IFComp 2007: An Act of Murder

A police procedural by Hugh Dunnett, which may well be a pseudonym. Spoilers follow the break.

In the course of my comments on the comp, I’ve been talking a lot about communication failures and the problem of understanding the author’s intentions. Nowhere is this a bigger issue than in mystery games, where achieving understanding is the explicit goal of the game. Most years see at least one mystery entered into the comp, and in most cases they fail — either the intended logic behind the solution is screwy, or the evidence is unclear to the player, or, in some cases, the game just abandons detective work in favor of physical puzzles, making it less a mystery game than a mystery-themed adventure game.

All of which is to say that when I see a game like this one, I’m impressed. The clues are all pretty comprehensible — when you discover a knife wound on the victim’s back, for example, it’s pretty clear that it wasn’t the fall that killed him. Even if you have difficulty with the clues, the author gives you multiple avenues to understanding them. The player character automatically records the important stuff in a notebook, so if you’re not sure what’s important about something, you can read the section about it there. And in the end, when you’re presenting your case to Inspector Duffy, he makes deductions aloud (although he stops short of telling you who the murderer is.) So if you really want to, you can just spend the game making observations and not worrying about their importance, although that would probably make the game both harder and less fun.

The other thing that impressed me is that the way the game is randomized. Again, randomization itself isn’t impressive; the impressive thing is the way it’s handled here. It’s a tricky thing to pull off in a mystery. Too often, it just makes it clear that the solution doesn’t really follow from the story — think of the movie Clue — or, alternately, forces the author to shove multiple completely different stories into the same framework. Here, the differences are in small but very important details. For example, in all permutations of the story, the victim, Frederic Sheppard, discovered that one of the other characters, Cedric Crane, was embezzling from him, and called him over to confront him. This can provide a motive for Crane, but it can also exonerate him: in one version, Crane knew that Sheppard had incriminating documents squirreled away with instructions to reveal them in the event of his death. I’ve played through the game a few times now, and it seems like you always eliminate one suspect on the basis of motive, one on the basis of means, and two on the basis of opportunity, but which is which depends on these details.

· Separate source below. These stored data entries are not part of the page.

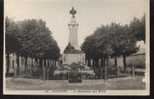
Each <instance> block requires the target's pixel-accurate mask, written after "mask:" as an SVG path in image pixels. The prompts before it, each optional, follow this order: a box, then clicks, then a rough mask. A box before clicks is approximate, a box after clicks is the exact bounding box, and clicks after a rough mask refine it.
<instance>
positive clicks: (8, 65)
mask: <svg viewBox="0 0 154 99" xmlns="http://www.w3.org/2000/svg"><path fill="white" fill-rule="evenodd" d="M9 70H10V58H9V53H6V76H7V75H8V74H9Z"/></svg>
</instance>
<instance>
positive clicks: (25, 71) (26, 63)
mask: <svg viewBox="0 0 154 99" xmlns="http://www.w3.org/2000/svg"><path fill="white" fill-rule="evenodd" d="M25 74H27V57H25Z"/></svg>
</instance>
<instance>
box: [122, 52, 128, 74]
mask: <svg viewBox="0 0 154 99" xmlns="http://www.w3.org/2000/svg"><path fill="white" fill-rule="evenodd" d="M123 65H124V72H126V66H127V64H126V55H125V54H124V55H123Z"/></svg>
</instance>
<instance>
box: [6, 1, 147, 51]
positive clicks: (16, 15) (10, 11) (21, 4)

There’s one problem with the game worth mentioning. Conversation is based on an ask/tell system, using topic objects which are always in scope. This means that asking a character about something can provoke a disambiguation prompt, as in:

>ask deborah about sheppard
Which do you mean, Frederic Sheppard, the copy of Zachary Sheppard’s will, Zachary Sheppard, Frederic Sheppard’s will or Frederic Sheppard’s bank manager?

At the time I asked this, I had no idea that any of these things apart from Frederic existed. It would have been a good idea to keep things out of scope until the detective had heard about them.

Rating: 8

5 Comments so far

  1. jepflast on 17 Oct 2007

    In my run through the game, the murder weapon was the gun. I found it exasperating that none of the suspects ever heard a gunshot… and for that matter the word “gunshot” isn’t even implemented. That nearly ruined the game for me.

  2. Prio on 20 Oct 2007

    Nobody will hear the murder take place, or at least they’ll never think it was an actual murder. Listening to the wireless for a few turns reveals that the victim was obviously fond of listening to murder mysteries at high volume, with screams, gunshots, breaking glass, and other violent noises blaring constantly.

  3. Carl Muckenhoupt on 20 Oct 2007

    Even so, it would have been nice for the characters so say so when asked.

  4. jepflast on 23 Oct 2007

    I guess if someone were listening to the radio THAT loud, I’d murder him too.

  5. Merk on 30 Oct 2007

    Ah, interesting. I wondered what the swordstick and the gun were for, and it *should* have dawned on me that they were in alternate versions. Both times I played, he was murdered with the fireplace poker (although by two different people). Nice game. Very near the top of my list (with just ten left to play).